Alliance assurances veut continuer à innover en proposant des nouveautés. Après «Oto TuniZen », produit dédié aux Algériens qui se rendent en Tunisie, la compagnie ne compte pas s’arrêter en si bon chemin. Son premier responsable, Hassen Khelifati, annonce en exclusivité à «Reporters que l’assurance automobile sera adaptée à tous les budgets, d’ici à fin 2018. Et relève qu’à cette échéance, l’assurance «peut se faire de 24h à 365 jours sans exigence de minimum», tout en précisant qu’actuellement le délai minimum est de trois mois. Ce nouveau produit vient s’ajouter à «OTO Eco km», sous le slogan «Payez seulement les kilomètres roulés !», lancé par Alliances assurances il y a un an. Cette offre pensée et réfléchie autour de l’aspect économique de l’assurance auto, apporte une solution sur mesure aux automobilistes et se décline en trois (03) paliers calculés en fonction des kilomètres roulés durant une année. De plus, dans le cas où l’assuré dépasse le seuil des kilomètres indiqués dans la formule contractée, les kilomètres supplémentaires ne seront pas facturés, l’assuré sera basculé vers une formule supérieure lors du renouvellement de son contrat d’assurance «OTO Eco Km».

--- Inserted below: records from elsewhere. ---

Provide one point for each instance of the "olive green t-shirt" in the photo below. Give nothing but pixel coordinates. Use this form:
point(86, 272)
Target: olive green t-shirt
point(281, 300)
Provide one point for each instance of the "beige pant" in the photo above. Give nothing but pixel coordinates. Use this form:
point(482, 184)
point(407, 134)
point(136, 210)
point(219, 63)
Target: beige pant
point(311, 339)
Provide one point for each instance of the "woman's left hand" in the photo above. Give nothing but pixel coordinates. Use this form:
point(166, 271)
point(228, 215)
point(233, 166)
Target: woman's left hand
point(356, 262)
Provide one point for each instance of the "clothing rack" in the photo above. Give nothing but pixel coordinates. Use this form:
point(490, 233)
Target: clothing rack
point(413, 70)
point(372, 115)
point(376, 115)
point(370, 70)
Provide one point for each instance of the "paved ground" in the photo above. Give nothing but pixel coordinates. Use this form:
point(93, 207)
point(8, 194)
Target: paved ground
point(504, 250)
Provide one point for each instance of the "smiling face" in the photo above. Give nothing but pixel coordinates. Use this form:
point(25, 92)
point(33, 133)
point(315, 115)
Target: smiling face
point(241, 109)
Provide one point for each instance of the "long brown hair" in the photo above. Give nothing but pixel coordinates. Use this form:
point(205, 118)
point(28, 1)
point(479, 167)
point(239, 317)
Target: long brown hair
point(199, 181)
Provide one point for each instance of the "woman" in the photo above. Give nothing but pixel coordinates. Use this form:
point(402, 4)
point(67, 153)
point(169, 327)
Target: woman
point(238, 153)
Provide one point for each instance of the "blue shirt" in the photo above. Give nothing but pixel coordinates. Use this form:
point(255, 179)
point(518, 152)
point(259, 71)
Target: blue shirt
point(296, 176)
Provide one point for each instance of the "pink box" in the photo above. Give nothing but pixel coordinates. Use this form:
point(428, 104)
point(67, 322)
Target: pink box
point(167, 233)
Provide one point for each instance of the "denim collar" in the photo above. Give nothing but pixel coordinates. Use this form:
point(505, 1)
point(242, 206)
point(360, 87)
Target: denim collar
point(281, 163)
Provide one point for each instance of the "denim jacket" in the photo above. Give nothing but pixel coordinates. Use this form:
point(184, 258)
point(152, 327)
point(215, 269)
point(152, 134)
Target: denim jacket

A propos du marché des assurances, M. Khelifati explique que l’un des facteurs majeurs qui freine le développement du secteur est «l’absence d’un marché financier dynamique. Excepté les produits classiques, dont les assurances crédits, assurances voyages, et quelques produits d’assurances groupe, on n’a pas évolué, car on n’a pas de produits de capitalisation». «La Bourse ne fonctionne pas, le marché financier dans sa globalité reste à réformer et à développer», estime-t-il. Sur l’installation de l’autorité de régulation, M. Khelifati est catégorique : «Soit le ministère des Finances garde l’autorité du contrôle, donc il peut mettre la propriété du capital des entités publiques dans un holding indépendant, soit il garde les compagnies d’assurances sous la coupe de la direction générale du Trésor, et transfert la régulation à une agence indépendante ou une autre autorité du marché financier comme la Cososb.»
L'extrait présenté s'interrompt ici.